Comment les écoles monégasques luttent-elles contre le harcèlement scolaire ?
À l’occasion de l’entrée en vigueur de la loi relative à la lutte contre le harcèlement scolaire, la direction du Collège Charles III et celle de l’International School of Monaco (ISM), nous expliquent comment elles combattent ce fléau, qui mène parfois à l’irréparable.
Une vingtaine de signalements est recensée chaque année en Principauté et le sujet est désormais pris très au sérieux. L’entrée en vigueur de la loi n° 1513 du 3 décembre 2021 en est la preuve. Si ce texte permet d’identifier, prévenir, signaler, traiter et réprimer les situations de harcèlement et de violence en milieu scolaire, beaucoup d’écoles n’ont pas attendu sa mise en application pour prendre des mesures.
« Les éléments contenus dans la loi sur le harcèlement sont, pour leur très grande majorité, appliqués depuis de nombreuses années, indique Cédric Bertrand, Principal du Collège Charles III. Mais il était en effet indispensable de disposer d’un cadre légal en la matière, afin de protéger aussi bien les victimes que les impliqués, ou même l’établissement. Désormais, chacun connait son rôle et peut s’appuyer sur un texte pour définir ce qu’il peut ou ne peut pas faire, ce qui n’était pas forcément le cas avant. »
De même, à la lecture du texte, Lindsay MacKenzie-Wright, directrice adjointe Bien-être de l’International School of Monaco, n’a pas caché sa satisfaction. « La loi n’impliquera pas de changement dans l’école, mais elle donnera du poids à notre politique et à tout ce que nous avons mis en place jusqu’à maintenant. »
Il y a sanction quand cela est nécessaire
Des situations difficiles à gérer
Toutes les écoles – même les plus préventives – sont confrontées au harcèlement. « Ce phénomène peut survenir dans l’ensemble des établissements scolaires et peut-être plus particulièrement dans les collèges » témoigne le directeur du Collège Charles III, dans lequel un à trois cas sont avérés chaque année.

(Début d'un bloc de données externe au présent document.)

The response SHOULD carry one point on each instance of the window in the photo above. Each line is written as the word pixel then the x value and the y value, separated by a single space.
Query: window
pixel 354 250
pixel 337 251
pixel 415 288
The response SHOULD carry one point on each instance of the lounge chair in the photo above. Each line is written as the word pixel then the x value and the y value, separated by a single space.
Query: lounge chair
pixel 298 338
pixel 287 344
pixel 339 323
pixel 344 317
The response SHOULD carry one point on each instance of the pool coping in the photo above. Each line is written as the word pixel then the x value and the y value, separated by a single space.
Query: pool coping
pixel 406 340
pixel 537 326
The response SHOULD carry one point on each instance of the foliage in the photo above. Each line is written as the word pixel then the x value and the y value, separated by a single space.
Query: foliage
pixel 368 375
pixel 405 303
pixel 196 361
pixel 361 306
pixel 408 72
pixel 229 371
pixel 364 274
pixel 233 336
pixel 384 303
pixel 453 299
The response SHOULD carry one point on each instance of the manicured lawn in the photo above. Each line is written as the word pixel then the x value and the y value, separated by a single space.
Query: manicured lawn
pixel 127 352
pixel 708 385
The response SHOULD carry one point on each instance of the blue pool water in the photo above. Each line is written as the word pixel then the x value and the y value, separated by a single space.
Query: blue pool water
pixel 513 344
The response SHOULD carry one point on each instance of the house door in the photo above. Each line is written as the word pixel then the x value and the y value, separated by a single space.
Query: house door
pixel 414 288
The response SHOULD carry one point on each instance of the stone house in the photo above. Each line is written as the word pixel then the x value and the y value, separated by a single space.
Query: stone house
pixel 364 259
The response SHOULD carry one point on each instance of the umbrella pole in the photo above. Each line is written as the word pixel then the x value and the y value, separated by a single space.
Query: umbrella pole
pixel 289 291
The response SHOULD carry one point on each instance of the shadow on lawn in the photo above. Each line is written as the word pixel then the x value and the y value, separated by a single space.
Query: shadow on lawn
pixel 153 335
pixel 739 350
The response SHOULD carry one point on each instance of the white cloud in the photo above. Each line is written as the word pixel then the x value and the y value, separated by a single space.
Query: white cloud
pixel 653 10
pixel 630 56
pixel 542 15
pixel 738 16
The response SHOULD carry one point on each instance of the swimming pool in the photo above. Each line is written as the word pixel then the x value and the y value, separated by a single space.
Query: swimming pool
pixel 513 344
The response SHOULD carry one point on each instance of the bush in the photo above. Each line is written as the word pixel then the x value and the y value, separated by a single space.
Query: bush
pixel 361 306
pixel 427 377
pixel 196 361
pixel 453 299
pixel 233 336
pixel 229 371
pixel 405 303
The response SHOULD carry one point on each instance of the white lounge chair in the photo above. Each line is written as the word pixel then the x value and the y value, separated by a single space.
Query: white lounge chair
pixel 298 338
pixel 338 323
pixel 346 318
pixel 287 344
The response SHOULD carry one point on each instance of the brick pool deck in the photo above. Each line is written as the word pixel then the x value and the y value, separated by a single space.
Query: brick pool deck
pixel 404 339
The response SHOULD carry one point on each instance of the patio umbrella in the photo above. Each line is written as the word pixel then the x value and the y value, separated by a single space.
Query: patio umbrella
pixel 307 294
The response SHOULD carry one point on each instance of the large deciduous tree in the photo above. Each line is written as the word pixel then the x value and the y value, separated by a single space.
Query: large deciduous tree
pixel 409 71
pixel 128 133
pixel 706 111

Pour faire face à ces situations délicates, les deux établissements interrogés disposent de personnels spécifiquement formés, comme le stipule désormais la loi. « L’écoute doit être engagée par un référent harcèlement et violence ou un psychologue scolaire, explique le proviseur. Comme pour les adultes, une enquête est ensuite conduite. Cette phase est suivie généralement d’un dialogue entre les personnes concernées. Il y a sanction quand cela est nécessaire, tant dans l’intérêt de la victime que de l’élève auteur des faits ».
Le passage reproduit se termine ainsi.